REUTERS/ELOISA LÓPEZ  -   Money remittance centre in Makati City, Manila

In the first six months of the year, remittances to Mexico totalled $19.1 billion, a year-on-year increase of 10.4%, according to the Bank of Mexico, the Central Bank. This included a record monthly total of $4 billion in March, the month the virus was first detected in the country. Positive trends have also been observed in the Central American countries of Guatemala, El Salvador and Honduras. In Guatemala, remittances increased by 1.4% year-on-year between January and July. Although a fall in transfers in April affected the overall figure, remittances in June and July increased by 9.2% and 13.8% year-on-year, respectively, and the upward trend is positive for the rest of the year.

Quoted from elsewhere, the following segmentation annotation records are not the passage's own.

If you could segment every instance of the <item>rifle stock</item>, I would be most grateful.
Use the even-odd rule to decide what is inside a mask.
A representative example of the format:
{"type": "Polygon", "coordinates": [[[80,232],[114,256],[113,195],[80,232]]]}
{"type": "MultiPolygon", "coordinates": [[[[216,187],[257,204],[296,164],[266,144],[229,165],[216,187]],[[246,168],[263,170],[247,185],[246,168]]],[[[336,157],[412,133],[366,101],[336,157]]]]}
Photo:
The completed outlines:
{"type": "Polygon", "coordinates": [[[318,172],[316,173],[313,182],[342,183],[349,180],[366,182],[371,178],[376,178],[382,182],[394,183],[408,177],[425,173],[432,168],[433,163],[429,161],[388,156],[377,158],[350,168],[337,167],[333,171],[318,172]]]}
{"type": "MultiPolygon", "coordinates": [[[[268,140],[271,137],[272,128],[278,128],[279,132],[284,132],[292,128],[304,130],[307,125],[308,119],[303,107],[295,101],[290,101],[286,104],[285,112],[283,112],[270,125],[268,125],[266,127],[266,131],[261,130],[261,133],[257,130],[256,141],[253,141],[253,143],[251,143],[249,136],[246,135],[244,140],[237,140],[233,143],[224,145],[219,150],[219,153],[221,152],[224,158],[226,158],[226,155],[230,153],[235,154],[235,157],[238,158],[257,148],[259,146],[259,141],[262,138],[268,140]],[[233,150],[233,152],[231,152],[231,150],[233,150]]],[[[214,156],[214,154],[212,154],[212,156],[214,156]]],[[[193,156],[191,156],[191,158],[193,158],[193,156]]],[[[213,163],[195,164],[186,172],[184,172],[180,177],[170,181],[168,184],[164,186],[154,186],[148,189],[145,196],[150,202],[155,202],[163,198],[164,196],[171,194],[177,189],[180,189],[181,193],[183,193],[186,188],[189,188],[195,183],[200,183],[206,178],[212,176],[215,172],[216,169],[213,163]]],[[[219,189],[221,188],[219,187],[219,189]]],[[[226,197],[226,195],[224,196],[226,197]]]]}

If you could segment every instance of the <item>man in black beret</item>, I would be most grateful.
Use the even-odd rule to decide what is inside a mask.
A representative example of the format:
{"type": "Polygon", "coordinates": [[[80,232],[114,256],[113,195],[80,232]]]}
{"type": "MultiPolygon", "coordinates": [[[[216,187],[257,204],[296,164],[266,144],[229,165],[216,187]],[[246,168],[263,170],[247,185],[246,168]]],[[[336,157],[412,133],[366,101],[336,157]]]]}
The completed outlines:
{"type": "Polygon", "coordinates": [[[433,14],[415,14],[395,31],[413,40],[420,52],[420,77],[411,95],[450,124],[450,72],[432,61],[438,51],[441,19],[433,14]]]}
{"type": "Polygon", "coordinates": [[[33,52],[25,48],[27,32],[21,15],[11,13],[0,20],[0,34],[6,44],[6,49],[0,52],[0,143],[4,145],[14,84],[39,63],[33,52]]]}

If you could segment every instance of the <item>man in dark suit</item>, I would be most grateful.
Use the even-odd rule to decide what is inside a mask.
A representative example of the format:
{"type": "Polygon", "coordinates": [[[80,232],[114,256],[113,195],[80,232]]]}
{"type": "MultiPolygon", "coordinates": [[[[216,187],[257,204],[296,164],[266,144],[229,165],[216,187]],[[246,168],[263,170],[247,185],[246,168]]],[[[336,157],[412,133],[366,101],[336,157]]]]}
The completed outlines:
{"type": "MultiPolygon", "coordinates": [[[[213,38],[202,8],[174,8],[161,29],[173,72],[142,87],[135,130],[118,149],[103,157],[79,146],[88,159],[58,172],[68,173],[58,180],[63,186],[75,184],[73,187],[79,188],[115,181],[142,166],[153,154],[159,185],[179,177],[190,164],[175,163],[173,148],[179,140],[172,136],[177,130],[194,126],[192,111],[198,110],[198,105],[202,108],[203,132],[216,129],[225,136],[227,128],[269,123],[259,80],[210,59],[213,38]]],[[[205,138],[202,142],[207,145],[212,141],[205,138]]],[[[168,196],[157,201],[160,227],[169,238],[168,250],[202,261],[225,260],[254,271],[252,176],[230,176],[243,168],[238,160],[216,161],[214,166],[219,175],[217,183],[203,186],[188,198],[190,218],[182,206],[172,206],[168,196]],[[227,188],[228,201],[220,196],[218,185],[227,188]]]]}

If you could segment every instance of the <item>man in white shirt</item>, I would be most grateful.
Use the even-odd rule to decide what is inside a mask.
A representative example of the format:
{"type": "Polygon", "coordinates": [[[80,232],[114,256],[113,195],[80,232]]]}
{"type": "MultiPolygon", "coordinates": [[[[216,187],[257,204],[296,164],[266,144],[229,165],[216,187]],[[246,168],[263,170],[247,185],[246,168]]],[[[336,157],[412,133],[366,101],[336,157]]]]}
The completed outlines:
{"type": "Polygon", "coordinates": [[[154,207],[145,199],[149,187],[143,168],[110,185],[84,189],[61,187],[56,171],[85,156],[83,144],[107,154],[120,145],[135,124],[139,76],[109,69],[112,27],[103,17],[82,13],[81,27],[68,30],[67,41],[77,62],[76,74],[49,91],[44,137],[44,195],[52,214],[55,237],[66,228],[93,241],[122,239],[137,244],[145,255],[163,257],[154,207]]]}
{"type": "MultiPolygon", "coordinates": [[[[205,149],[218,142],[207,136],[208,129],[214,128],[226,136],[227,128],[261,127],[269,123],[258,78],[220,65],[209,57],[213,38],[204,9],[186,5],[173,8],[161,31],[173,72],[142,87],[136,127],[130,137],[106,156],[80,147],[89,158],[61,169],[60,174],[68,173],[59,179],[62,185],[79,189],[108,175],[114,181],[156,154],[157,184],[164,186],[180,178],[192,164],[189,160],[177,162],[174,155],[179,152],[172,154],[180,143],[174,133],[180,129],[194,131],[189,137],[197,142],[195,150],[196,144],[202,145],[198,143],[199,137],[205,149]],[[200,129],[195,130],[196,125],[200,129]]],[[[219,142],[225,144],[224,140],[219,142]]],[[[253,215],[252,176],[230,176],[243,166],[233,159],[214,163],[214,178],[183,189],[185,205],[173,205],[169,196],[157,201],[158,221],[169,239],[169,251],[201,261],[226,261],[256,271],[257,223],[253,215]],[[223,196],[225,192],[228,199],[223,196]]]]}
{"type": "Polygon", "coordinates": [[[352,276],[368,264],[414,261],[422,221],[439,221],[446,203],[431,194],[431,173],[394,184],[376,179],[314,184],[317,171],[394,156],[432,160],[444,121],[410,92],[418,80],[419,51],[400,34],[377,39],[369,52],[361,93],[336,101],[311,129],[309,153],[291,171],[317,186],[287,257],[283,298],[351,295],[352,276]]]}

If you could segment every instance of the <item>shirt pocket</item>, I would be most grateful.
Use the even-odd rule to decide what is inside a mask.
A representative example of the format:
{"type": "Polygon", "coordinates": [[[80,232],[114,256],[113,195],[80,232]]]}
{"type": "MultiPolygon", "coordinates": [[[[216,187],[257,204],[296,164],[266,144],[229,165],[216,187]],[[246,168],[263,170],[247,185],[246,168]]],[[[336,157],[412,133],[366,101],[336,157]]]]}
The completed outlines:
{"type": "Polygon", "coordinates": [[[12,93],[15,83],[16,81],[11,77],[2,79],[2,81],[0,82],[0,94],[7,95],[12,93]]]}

Neighbourhood in El Salvador, although cumulative remittances fell by 4.7% year-on-year during the first seven months of the year, largely due to a 40% drop in April, payments to the country have recovered strongly to record annual growth of 9.8%. and 14.1% in June and July, respectively. Similarly, remittances from Honduras fell by 3.3% between January and July, reflecting a significant drop in April, but recorded year-on-year growth of 15.2% and 1.2% in June and July.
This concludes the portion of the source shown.